Activity Fee Would Allow ETHS To Restore Funding To Cut Programs

Joyce Lee

By Joyce LeeThe Daily Northwestern

Almost two years after seeing their extracurricular activities lose funding, Evanston Township High School students might end up paying to bring them back.

The ETHS board is proposing an $85 participation fee to restore the athletic and extracurricular activities that were eliminated in the spring 2005 budget reductions. The program cuts, including diminished coaching stipends for all sports and the elimination of the spring play, amounted to about $271,000. The proposed fee would raise $173,000, the amount deemed necessary to reinstate all activities.
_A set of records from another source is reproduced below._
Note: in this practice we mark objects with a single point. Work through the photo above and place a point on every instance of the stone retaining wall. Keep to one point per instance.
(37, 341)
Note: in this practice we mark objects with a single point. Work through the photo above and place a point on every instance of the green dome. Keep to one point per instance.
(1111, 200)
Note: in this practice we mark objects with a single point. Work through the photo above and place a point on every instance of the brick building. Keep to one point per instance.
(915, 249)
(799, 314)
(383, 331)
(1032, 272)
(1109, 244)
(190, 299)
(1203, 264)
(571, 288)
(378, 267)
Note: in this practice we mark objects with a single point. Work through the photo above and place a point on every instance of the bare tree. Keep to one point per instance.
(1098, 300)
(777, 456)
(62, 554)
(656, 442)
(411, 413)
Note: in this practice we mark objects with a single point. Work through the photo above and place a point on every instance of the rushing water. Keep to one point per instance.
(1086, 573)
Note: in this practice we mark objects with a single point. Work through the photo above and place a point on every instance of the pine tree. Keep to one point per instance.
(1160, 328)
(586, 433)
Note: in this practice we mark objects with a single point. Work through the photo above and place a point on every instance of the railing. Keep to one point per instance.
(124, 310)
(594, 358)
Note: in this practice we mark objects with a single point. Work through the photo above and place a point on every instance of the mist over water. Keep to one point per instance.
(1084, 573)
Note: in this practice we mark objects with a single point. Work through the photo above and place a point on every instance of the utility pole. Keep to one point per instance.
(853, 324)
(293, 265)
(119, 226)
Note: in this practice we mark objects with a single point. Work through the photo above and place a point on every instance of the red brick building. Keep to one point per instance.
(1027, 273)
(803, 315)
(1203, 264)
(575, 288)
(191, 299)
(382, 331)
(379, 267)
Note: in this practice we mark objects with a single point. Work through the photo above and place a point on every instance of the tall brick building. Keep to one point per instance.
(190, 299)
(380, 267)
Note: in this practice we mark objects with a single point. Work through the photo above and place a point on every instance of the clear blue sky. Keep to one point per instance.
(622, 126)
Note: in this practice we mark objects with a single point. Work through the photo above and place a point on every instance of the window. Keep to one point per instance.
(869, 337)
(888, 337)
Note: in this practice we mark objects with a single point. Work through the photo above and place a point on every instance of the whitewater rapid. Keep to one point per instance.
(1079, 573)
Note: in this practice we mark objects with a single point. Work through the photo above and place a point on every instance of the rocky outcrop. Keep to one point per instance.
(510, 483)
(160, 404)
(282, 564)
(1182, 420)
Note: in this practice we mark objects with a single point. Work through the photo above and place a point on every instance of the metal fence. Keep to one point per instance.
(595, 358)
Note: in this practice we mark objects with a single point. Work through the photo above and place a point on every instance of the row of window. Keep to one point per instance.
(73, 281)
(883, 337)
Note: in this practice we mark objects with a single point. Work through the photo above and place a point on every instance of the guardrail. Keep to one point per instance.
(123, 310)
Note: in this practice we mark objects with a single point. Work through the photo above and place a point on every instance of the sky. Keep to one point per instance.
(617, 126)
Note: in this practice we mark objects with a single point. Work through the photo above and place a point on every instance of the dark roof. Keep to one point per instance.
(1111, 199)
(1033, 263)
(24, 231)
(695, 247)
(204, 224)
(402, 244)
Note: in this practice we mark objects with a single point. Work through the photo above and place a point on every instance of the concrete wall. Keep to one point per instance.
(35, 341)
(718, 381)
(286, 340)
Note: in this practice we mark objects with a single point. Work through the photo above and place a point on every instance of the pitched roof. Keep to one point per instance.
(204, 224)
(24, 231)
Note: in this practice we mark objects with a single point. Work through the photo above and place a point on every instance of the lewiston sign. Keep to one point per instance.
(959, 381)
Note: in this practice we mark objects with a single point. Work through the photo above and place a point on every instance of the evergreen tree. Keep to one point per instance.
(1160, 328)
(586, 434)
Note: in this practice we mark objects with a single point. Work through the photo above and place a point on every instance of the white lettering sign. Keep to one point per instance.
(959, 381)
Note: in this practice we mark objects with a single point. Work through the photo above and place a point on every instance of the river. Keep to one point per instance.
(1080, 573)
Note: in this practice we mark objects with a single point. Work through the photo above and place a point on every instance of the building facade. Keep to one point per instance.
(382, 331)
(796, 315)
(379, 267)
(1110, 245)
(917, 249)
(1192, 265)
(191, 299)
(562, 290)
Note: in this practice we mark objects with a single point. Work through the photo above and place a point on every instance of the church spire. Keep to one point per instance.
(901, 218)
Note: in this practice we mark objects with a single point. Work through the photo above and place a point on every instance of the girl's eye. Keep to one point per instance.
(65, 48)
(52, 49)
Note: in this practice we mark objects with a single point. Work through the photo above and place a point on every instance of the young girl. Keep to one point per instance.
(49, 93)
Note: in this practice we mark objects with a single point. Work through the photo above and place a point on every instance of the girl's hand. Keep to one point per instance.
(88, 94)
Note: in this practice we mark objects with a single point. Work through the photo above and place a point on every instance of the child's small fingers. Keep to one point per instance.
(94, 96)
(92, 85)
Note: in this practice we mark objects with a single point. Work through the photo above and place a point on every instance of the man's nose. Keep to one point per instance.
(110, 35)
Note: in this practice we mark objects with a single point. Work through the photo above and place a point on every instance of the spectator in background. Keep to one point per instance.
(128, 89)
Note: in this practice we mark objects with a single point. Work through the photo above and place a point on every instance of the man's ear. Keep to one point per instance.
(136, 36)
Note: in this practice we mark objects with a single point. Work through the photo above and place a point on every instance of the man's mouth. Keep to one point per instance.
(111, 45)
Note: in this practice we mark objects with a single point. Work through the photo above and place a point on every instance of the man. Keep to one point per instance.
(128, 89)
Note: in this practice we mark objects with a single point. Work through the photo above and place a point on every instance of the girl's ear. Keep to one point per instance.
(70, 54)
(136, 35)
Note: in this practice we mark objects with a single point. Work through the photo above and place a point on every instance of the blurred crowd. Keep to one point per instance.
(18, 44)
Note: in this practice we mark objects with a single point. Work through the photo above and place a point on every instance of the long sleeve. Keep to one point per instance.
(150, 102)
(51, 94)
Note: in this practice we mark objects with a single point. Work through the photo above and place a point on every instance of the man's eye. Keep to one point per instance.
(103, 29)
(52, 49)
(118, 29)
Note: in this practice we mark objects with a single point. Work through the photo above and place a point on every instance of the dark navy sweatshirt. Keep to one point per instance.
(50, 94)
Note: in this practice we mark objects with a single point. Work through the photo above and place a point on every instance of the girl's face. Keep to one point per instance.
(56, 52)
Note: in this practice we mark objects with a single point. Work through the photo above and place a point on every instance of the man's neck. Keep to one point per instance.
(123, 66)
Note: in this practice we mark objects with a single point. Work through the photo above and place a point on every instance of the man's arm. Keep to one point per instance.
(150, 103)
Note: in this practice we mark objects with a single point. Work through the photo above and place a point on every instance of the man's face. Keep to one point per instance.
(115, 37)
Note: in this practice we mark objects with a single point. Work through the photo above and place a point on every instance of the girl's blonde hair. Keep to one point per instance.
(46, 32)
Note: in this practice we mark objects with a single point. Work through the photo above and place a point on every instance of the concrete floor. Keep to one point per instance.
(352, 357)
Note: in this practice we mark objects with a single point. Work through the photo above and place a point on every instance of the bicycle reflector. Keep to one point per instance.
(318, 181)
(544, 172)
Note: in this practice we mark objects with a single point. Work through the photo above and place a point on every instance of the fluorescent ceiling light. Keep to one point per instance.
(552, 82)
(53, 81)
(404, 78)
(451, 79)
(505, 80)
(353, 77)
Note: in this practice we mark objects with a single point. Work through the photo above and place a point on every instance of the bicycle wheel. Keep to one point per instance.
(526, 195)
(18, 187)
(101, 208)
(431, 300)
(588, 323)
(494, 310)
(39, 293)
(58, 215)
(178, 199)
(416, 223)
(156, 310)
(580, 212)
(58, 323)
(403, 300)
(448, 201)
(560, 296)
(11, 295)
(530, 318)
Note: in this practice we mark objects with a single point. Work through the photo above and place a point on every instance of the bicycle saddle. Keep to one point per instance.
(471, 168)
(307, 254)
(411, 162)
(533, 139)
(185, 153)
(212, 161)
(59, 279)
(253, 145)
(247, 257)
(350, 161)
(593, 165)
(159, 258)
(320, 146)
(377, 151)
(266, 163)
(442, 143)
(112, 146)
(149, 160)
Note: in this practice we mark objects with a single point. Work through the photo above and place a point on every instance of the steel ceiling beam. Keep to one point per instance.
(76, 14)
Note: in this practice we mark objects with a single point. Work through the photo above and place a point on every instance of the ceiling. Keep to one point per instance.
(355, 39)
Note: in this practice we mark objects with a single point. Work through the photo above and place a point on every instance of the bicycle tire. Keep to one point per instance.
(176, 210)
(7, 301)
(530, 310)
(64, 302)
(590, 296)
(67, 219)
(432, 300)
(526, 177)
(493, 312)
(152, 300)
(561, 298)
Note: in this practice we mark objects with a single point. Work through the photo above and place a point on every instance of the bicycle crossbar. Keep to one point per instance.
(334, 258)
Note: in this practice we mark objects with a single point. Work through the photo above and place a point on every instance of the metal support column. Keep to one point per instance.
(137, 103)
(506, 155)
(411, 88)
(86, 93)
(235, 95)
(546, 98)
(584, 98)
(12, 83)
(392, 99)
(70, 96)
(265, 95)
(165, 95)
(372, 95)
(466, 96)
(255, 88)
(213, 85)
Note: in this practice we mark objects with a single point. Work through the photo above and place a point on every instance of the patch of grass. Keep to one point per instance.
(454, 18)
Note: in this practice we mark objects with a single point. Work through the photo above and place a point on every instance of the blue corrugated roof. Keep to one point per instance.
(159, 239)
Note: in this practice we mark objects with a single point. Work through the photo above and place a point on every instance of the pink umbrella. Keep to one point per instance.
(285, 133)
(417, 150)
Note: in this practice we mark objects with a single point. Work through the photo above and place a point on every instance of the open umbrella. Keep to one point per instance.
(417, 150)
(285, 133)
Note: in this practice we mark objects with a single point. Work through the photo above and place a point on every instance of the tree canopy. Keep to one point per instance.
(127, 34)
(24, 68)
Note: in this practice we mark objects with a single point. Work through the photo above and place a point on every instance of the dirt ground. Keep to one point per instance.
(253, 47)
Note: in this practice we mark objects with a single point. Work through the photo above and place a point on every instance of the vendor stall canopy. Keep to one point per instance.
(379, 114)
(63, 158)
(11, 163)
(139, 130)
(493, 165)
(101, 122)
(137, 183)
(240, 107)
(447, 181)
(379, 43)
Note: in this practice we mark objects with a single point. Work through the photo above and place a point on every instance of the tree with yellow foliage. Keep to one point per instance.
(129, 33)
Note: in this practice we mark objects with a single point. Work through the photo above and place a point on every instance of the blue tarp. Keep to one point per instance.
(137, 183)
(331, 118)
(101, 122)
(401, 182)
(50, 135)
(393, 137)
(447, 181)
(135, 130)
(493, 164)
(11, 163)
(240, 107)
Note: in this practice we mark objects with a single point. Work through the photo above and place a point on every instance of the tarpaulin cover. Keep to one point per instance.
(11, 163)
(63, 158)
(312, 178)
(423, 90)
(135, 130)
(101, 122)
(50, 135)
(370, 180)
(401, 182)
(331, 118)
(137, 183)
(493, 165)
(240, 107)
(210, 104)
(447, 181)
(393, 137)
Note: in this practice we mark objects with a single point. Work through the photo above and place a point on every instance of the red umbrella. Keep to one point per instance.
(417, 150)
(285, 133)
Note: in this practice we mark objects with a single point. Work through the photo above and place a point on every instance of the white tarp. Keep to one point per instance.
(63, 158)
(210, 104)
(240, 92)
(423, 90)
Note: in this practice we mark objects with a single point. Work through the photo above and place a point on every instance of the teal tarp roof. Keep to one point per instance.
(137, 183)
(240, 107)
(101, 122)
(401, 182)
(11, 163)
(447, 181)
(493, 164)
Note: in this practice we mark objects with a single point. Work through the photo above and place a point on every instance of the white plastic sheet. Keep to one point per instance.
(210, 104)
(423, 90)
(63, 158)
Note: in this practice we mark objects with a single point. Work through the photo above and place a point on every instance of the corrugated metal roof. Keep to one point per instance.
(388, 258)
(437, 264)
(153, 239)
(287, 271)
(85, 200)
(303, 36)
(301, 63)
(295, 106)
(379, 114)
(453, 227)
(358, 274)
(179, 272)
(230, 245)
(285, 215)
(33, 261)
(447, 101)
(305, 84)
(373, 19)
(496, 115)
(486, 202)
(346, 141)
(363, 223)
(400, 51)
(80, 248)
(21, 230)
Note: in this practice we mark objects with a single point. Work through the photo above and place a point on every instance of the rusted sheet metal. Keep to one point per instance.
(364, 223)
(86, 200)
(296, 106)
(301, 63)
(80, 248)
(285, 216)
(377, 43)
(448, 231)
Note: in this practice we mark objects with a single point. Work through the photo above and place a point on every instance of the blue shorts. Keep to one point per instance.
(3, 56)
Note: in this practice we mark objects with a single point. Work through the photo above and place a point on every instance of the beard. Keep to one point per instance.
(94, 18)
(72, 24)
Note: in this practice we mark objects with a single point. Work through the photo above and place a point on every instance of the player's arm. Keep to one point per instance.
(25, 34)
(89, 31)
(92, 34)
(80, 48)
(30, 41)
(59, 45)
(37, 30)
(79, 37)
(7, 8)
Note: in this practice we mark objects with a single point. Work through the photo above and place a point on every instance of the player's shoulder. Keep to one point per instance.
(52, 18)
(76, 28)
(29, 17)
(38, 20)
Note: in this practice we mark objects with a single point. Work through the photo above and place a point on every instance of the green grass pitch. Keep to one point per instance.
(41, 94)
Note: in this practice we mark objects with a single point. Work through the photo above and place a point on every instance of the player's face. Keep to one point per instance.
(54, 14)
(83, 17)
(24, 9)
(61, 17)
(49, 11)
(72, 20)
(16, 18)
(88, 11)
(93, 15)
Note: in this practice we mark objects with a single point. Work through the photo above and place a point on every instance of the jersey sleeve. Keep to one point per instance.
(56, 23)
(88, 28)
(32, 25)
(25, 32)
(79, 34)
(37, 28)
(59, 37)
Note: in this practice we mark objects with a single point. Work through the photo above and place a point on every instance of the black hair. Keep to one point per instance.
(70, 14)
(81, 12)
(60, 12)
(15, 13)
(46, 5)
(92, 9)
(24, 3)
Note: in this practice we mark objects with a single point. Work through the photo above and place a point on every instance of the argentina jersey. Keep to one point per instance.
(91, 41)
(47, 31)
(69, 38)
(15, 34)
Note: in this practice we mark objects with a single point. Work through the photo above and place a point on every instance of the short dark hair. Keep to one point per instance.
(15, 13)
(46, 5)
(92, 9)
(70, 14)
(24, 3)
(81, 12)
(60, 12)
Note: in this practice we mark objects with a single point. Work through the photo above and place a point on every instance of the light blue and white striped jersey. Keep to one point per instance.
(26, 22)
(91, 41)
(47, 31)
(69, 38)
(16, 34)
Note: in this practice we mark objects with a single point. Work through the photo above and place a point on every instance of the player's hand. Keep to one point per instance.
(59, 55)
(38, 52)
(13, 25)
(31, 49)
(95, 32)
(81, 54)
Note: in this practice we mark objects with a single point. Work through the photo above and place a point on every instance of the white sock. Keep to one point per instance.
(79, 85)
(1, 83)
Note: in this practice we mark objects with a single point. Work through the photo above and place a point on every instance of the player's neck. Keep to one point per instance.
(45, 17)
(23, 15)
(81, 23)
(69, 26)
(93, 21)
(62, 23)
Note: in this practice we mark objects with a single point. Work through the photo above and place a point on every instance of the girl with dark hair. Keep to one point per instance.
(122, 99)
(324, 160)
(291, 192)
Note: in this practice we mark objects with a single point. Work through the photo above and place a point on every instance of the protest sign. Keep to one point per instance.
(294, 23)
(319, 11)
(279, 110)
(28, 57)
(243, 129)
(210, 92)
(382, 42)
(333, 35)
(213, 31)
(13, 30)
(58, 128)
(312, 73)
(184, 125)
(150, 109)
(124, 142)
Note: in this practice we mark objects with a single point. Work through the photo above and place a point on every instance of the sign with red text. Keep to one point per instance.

Parents with two or more students enrolled at ETHS would pay $170.

Activities affected by the cuts included girls and boys basketball, track and intramural sports. Non-athletic programs affected included the ultimate frisbee and Shakespeare clubs. The marching band instructor and debate team assistant were among the adult staff members whose extracurricular positions were eliminated.

The board hopes the $85 fee will increase participation outside classes across the student body. For this reason, they opted against a pay-to-play system, which charges each student based on individual involvement in extracurricular activities.

“Charging by sports has been shown in Michigan to reduce the participation by at least 10 percent after the first year,” said Bill Stafford, ETHS chief financial officer. “We want more participation, not less.”

Under the board’s proposal, the total funding would come only from about two-thirds of the current student body; all students qualifying for free and reduced lunch would be exempt. According to the 2005 Illinois District Report Card, 32.5 percent of District 202’s approximately 3,100 students come from low-income families.

“This would help the low-income families, but it would put more of a burden on the other families,” said ETHS junior Amanda Ellison. “I think that everyone should pay a really small fee, or no one should pay.”

Some students oppose paying for programs they might not participate in.

“Making every student pay for that fee would be like making attending a club mandatory for graduation,” said ETHS junior Amanda Bartosiak.

Students such as Bartosiak and Ellison said they think financial support for their extracurricular activities could come from other sources, instead of their own pockets.

“(The board) should come up with another way to earn money, like fundraising,” Ellison said.

Student athletes also question how the funds will be used. With uniform and training equipment expenses, the $85 fee might be too costly.

“I have to spend at least $200 a season on equipment so that I can participate,” said senior Alexander Jamison Krug, a member of the ETHS lacrosse team. “Some sports should require a fee, but possibly that fee could also be used to provide some more equipment to the students as well.”

The school board will meet Jan. 22 to further discuss the participation fee proposal and the reactions they have received from parents.

“We are now receiving feedback on the proposed fee,” said Ross Friedman, ETHS school board president. “Generally the feedback is positive and pro-implementation. However, the jury is still out.”